Kawasaki disease (KD) is a common childhood vasculitis associated with coronary artery aneurysms (CAA). However, there is limited published data on other cardiovascular events diagnosed during acute KD hospitalizations. Our objectives were to determine the incidence of cardiovascular events during acute KD hospitalizations, stratified by age at admission, CAA status, and pediatric intensive care unit (PICU) admission status. We identified all children (0–18 year) hospitalized with a new KD diagnosis in Ontario, between 1995 and 2018, through validated algorithms using population health administrative databases. We excluded children previously diagnosed with KD and non-Ontario residents. We evaluated for cardiovascular events that occurred during the acute KD hospitalizations, defined by administrative coding. Among 4597 children hospitalized with KD, 3307 (71.9%) were aged 0–4 years, median length of stay was 3 days (IQR 2–4), 113 children (2.5%) had PICU admissions, and 119 (2.6%) were diagnosed with CAA. During acute hospitalization, 75 children were diagnosed with myocarditis or pericarditis (1.6%), 47 with arrhythmias (1.0%), 25 with heart failure (0.5%), and ≤ 5 with acute MI (≤ 0.1%). Seven children underwent cardiovascular procedures (0.2%).

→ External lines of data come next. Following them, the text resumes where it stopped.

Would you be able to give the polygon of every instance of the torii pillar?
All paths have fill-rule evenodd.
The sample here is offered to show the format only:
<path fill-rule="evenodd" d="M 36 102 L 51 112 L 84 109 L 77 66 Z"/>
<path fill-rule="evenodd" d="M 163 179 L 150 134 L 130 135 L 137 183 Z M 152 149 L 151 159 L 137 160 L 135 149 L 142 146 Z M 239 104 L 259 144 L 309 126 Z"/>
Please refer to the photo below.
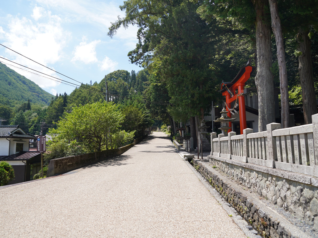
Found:
<path fill-rule="evenodd" d="M 248 60 L 246 65 L 240 70 L 237 75 L 230 82 L 222 82 L 221 84 L 221 91 L 222 95 L 225 97 L 225 101 L 229 107 L 231 103 L 235 102 L 237 98 L 238 101 L 239 111 L 240 128 L 241 134 L 243 134 L 243 130 L 247 128 L 246 123 L 246 113 L 245 109 L 245 100 L 243 91 L 245 83 L 250 78 L 251 74 L 256 69 L 254 66 L 250 64 L 251 59 Z M 236 93 L 237 90 L 237 93 Z M 227 113 L 227 116 L 232 117 L 231 113 Z M 229 123 L 229 126 L 232 127 L 232 122 Z M 232 131 L 229 129 L 228 132 Z"/>

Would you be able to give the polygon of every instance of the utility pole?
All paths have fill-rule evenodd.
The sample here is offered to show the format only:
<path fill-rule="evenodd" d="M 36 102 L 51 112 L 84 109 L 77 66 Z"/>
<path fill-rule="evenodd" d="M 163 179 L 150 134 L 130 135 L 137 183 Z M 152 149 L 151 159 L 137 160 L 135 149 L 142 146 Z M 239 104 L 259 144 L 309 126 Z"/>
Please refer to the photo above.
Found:
<path fill-rule="evenodd" d="M 106 95 L 105 96 L 105 100 L 107 102 L 109 101 L 109 99 L 108 97 L 108 84 L 107 81 L 106 81 L 106 75 L 105 75 L 105 84 L 106 86 Z M 108 134 L 109 133 L 110 135 L 111 141 L 111 135 L 110 135 L 110 131 L 109 129 L 108 129 L 108 133 L 106 134 L 106 150 L 108 149 Z"/>
<path fill-rule="evenodd" d="M 2 118 L 0 118 L 0 126 L 2 125 L 2 122 L 6 122 L 6 120 L 5 120 L 4 119 L 3 119 Z"/>
<path fill-rule="evenodd" d="M 41 123 L 41 132 L 40 132 L 40 136 L 43 136 L 43 130 L 44 128 L 45 122 L 43 121 L 40 122 Z M 43 178 L 43 152 L 41 152 L 41 168 L 42 171 L 41 176 Z"/>

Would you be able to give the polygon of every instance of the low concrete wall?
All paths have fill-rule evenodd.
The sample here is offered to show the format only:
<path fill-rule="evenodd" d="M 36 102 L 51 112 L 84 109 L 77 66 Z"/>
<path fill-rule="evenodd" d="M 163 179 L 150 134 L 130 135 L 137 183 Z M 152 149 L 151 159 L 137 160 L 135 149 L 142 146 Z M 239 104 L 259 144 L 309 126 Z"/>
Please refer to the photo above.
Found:
<path fill-rule="evenodd" d="M 318 178 L 213 156 L 210 162 L 243 186 L 318 229 Z"/>
<path fill-rule="evenodd" d="M 185 149 L 182 147 L 175 140 L 173 140 L 173 144 L 176 146 L 176 148 L 178 151 L 185 150 Z"/>
<path fill-rule="evenodd" d="M 144 139 L 148 135 L 135 139 L 132 144 L 120 148 L 99 152 L 68 156 L 51 159 L 49 164 L 47 177 L 66 173 L 79 168 L 120 155 Z"/>
<path fill-rule="evenodd" d="M 200 160 L 193 159 L 194 168 L 215 188 L 220 194 L 252 228 L 266 238 L 300 238 L 291 232 L 288 228 L 273 218 L 273 214 L 266 213 L 257 205 L 248 196 L 236 190 L 230 182 L 224 181 L 220 176 L 206 167 Z"/>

Older children (10–18 years), children with CAA, and children admitted to the PICU were more likely to experience cardiovascular events, compared with children aged 0–4 years, without CAA or non-PICU admissions, respectively. The frequency of non-CAA cardiovascular events during acute KD hospitalizations did not change significantly between 1995 and 2018. During acute KD hospitalizations, older children, children with CAA, and PICU admissions are at higher risk of cardiovascular complications, justifying closer monitoring of these high-risk individuals.